Exciting things are happening in the research section of WEAVE this year! WEAVE has recently ventured into research that supports the development of WEAVE’s programs and projects and on relevant issues related to the women and the children in the Thai-Burma border. The new and expanded Publication section of WEAVE is now called Research, Publication, and Documentation (RPD). RPD is currently conducting a pioneering research, sponsored by the Amy Mahan Research Fellowship, that looks into the roles of Internet/Internet centers and mobile phones in empowering women migrants and refugees politically, economically, socially, and culturally. The research focuses on
women from different community based organizations (CBOs) in Mae Sod that are WEAVE partners in the Income Generation Project (IGP) and on Karen women in Umphiem Mai and Mae La camps. The research team, composed of Nikos Dacanay, Malut Feranil, Mai Taqueban, and Ryan Silverio, is a group of young scholars who come from the fields of development work and various disciplinal backgrounds such as gender studies, anthropology, sociology, and human rights.

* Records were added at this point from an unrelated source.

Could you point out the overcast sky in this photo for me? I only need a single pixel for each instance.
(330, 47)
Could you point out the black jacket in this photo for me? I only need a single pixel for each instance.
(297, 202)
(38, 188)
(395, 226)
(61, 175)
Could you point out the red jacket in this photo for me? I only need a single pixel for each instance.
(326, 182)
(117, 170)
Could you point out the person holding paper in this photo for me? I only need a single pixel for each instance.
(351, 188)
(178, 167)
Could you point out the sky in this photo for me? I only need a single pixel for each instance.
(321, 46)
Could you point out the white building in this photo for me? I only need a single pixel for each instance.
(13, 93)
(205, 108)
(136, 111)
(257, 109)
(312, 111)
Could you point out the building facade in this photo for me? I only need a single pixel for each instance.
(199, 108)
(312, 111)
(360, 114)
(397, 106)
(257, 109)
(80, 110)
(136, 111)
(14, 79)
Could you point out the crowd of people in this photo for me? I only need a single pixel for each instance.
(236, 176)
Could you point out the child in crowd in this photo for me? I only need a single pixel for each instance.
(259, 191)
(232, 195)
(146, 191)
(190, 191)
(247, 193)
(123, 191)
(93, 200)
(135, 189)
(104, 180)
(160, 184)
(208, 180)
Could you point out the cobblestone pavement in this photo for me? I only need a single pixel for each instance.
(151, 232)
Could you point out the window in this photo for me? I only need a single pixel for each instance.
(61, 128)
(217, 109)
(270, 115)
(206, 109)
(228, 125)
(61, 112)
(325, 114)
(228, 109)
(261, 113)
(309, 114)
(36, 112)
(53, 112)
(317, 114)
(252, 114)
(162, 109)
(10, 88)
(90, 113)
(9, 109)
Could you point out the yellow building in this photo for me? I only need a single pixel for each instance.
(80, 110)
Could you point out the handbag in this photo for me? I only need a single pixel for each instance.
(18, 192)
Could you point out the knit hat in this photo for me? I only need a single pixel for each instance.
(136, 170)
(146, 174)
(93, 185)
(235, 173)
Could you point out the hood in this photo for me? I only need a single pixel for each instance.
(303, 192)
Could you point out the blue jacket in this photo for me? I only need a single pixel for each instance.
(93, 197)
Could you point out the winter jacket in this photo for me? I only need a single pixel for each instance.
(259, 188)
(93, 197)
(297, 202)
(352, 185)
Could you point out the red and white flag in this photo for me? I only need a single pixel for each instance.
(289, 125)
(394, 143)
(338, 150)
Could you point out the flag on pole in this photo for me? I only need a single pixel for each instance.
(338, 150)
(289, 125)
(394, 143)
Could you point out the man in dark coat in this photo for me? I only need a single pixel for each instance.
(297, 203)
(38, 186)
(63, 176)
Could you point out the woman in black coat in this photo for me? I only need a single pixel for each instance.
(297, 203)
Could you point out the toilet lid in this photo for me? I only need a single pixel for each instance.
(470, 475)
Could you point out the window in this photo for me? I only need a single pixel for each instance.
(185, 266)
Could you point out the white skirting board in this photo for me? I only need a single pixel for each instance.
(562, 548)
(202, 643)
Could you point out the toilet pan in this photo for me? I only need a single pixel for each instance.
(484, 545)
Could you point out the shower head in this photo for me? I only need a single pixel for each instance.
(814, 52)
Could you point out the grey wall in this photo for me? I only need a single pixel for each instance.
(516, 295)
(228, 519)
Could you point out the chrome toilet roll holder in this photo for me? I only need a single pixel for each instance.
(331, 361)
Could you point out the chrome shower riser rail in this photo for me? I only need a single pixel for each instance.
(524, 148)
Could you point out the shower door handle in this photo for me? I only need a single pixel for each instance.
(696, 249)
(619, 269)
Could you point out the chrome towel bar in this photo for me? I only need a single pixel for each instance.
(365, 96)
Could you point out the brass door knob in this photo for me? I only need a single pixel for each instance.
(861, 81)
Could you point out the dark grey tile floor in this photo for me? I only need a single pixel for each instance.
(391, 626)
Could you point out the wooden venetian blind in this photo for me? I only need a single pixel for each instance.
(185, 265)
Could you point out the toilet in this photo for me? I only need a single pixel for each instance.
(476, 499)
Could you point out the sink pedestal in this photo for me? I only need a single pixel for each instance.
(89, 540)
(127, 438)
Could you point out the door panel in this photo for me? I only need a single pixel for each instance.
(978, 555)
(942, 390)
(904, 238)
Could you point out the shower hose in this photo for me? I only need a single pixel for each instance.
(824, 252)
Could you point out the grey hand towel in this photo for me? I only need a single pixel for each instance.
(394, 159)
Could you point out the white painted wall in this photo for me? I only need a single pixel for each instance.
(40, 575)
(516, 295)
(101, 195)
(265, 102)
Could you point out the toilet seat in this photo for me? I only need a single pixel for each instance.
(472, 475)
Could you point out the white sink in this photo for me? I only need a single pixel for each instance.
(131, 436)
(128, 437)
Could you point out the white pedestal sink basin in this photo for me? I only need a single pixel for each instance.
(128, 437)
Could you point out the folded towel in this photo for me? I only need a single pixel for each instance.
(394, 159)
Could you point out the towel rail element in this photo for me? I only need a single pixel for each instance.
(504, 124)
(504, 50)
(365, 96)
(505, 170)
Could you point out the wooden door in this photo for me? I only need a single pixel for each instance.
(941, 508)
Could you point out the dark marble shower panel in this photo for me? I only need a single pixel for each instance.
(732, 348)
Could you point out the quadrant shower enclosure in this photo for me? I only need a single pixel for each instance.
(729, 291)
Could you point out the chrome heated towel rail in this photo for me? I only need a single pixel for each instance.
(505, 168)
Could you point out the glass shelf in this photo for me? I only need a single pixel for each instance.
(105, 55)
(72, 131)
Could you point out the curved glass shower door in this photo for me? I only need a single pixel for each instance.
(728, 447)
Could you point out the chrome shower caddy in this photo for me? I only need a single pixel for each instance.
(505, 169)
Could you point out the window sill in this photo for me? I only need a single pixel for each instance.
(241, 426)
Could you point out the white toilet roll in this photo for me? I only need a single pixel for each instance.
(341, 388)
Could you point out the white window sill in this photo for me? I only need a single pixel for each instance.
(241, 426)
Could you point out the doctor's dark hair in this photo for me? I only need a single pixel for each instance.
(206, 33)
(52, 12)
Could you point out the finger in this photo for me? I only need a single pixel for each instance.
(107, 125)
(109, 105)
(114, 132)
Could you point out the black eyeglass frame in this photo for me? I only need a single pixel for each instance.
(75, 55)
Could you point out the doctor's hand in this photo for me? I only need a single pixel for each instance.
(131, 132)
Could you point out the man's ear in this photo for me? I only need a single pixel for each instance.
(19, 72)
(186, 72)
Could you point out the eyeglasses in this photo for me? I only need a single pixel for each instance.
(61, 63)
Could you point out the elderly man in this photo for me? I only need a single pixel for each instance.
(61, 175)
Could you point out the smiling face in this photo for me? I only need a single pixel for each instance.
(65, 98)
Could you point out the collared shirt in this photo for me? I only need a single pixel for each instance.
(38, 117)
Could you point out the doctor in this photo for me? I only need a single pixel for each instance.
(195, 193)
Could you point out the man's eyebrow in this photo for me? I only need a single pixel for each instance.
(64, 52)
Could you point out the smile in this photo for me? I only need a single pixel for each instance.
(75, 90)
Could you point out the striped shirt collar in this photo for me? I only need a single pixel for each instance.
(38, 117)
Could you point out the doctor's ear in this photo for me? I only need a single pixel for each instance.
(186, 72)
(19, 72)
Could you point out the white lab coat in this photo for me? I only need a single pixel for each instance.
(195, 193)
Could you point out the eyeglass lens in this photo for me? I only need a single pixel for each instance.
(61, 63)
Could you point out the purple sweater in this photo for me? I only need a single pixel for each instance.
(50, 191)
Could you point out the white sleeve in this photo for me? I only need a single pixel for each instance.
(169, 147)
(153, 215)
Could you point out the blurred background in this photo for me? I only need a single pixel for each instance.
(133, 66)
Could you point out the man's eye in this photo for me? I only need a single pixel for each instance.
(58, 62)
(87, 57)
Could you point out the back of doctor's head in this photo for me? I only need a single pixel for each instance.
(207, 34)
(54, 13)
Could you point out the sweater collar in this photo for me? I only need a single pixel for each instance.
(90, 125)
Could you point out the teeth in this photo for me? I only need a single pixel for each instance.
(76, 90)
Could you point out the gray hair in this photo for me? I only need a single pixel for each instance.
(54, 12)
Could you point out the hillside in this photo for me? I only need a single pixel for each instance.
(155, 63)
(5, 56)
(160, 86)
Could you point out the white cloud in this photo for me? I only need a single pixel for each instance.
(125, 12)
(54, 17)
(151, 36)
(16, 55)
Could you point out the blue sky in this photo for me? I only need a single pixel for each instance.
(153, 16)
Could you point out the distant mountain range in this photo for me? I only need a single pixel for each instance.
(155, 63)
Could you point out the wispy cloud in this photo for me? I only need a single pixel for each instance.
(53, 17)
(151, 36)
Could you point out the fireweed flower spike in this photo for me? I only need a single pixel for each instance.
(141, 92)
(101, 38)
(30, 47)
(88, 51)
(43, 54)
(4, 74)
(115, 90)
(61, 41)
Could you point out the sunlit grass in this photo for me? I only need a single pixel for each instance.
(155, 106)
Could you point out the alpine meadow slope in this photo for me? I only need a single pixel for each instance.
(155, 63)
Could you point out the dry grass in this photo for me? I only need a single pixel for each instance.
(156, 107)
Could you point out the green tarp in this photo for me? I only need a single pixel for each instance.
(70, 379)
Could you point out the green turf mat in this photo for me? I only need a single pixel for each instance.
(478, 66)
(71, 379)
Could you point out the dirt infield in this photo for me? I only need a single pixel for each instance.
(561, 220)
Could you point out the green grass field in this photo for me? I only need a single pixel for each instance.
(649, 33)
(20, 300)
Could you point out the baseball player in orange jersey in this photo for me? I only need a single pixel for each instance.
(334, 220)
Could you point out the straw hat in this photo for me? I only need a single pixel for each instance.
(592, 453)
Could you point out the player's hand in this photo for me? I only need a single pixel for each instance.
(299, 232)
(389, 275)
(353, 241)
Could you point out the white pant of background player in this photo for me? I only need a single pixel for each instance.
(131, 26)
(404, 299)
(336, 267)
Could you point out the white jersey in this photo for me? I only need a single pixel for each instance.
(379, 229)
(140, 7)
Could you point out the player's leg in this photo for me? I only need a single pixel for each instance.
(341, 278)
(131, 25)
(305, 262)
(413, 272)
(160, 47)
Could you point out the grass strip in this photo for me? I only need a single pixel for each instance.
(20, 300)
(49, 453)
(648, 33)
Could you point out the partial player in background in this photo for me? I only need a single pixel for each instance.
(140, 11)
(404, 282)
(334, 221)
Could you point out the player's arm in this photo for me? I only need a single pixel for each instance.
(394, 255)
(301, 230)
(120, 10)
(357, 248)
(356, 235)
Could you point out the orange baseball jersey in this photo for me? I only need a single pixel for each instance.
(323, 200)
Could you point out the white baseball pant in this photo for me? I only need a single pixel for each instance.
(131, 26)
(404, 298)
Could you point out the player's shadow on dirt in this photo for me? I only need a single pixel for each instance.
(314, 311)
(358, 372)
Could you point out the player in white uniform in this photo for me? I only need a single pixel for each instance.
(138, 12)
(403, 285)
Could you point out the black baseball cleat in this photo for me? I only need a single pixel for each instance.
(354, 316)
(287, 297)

This July, the research team just finished conducting data gathering. After doing long interviews, FGDs, and participation observation, the research team made the preliminary analysis that the Internet and cellphones provide an expanded community beyond the perimeters of the refugee camps and Mae Sod town and the often hard social conditions that marginalized women face. For Burmese ethnic women, the Internet is the window to the outside world, a space where they feel they are free from expressing not only their political views but also their ethnic identities. For the Karen refugees, the cellphones become an appendage of their bodies. They use the cellphones to have multiple networks and to multi-task. They send, receive, store, and share information, utilize the cellphone’s applications (i.e. calculator, currency converter, alarm clock, games, etc.), and communicate with multiple individuals through various terrains of cellphone networks and across spatio-temporal contexts. The Internet and cellphones have extended the young ethnic Burmese women’s scope of social relationships. ICTs have made them knowledge transporters. In the practice of storing, retrieving, and sharing knowledge through ICTs, the women seem to have greater access and participation to political and social developments related to Burma and their ethnicity.
WEAVE knows that the information that will be obtained from this research will be important in lobbying for policy changes in the border that will allow for these women greater access to information communication technologies (ICTs). WEAVE believes that ICTs are enabling tools for empowerment.